C’est surtout l’immense écart entre certaines équipes qui interpelle. Il y a d’abord ceux qui aspirent vraiment aux playoffs. Puis ensuite ceux dont le seul objectif est de ne pas basculer dans l’enfer de la relégation. Une réalité qui existe depuis belle lurette, mais qui pourrait être encore plus criante avec 14 équipes.
Et dire que dans un passé pas si lointain certains militaient pour une ligue à dix équipes. Avec du recul, force est d’admettre que cela nous donnerait un championnat drôlement équilibré. Une solution qui permettrait aussi de redonner du panache à une Swiss League aux abois. Mais tout ça n’est que de la théorie bien sûr.
Comme d’habitude, ce sont les plus fortunés qui ont tiré avantages du bouleversement du marché. C’est ainsi que Zurich, Zoug, Lugano semblent avoir « tanké » du très lourd. Idem pour Genève et Fribourg en Romandie. Cinq équipes qui devraient logiquement se retrouver dans le top six.
Le CP Berne pourrait peut-être accrocher la dernière place dans le top six, car il figure parmi les plus améliorés, même si les gardiens demeurent une interrogation. Certains prédisent d’ailleurs un portier étranger rapidement en cas de défaillance à ce poste. Quoi qu’il en soit, les Bernois seront de retour aux affaires après les années Covid. Chose promise, chose due pour Marc Lüthi.
Pour terminer à la cruelle onzième position, synonyme de fin de saison prématurée sans risque de relégation, Ambrì est la réponse la plus facile.
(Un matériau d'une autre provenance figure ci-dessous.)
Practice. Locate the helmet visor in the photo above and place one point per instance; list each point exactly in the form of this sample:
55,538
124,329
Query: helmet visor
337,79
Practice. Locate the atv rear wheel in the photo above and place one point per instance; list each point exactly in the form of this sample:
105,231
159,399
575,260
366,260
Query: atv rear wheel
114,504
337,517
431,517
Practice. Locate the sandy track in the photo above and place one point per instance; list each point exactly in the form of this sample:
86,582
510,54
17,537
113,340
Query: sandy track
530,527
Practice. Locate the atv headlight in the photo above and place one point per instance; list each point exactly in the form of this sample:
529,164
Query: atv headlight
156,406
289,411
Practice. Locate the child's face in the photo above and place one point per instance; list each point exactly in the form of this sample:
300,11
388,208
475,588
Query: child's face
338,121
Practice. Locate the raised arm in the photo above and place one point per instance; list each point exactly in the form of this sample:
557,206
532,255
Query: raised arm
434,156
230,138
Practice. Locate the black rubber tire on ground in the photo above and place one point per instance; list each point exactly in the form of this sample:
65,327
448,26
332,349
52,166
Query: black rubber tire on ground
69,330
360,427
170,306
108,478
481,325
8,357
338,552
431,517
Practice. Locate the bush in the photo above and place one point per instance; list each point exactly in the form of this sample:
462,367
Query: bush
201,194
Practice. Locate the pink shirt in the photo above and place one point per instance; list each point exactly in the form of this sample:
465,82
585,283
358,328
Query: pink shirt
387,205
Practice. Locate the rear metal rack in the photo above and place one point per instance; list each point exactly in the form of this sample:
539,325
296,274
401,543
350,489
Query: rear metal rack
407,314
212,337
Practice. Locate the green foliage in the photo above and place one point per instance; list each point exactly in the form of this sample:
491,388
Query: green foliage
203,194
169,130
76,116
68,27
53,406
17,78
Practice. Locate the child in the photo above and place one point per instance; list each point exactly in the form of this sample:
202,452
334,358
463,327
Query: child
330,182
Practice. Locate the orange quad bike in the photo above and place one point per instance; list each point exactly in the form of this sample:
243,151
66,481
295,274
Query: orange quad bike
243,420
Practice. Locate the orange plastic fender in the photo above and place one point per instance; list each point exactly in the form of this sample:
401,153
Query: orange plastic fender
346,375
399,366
Un club aux moyens financiers traditionnellement plus modestes. Mais avec sept bons étrangers déjà sous contrat, dont un gardien dominant et deux carrures en défense, les Léventins vendront chèrement leur peau.
Mais alors, qui rejoindra Kloten, Langnau et Ajoie dans le quatuor du bas classement ? Probablement la seule véritable inconnue de notre championnat, le reste n’étant qu’un long prélude aux séries éliminatoires qui débuteront en mars 2023.
À condition de ne pas s’éclairer à la chandelle cet hiver, évidemment.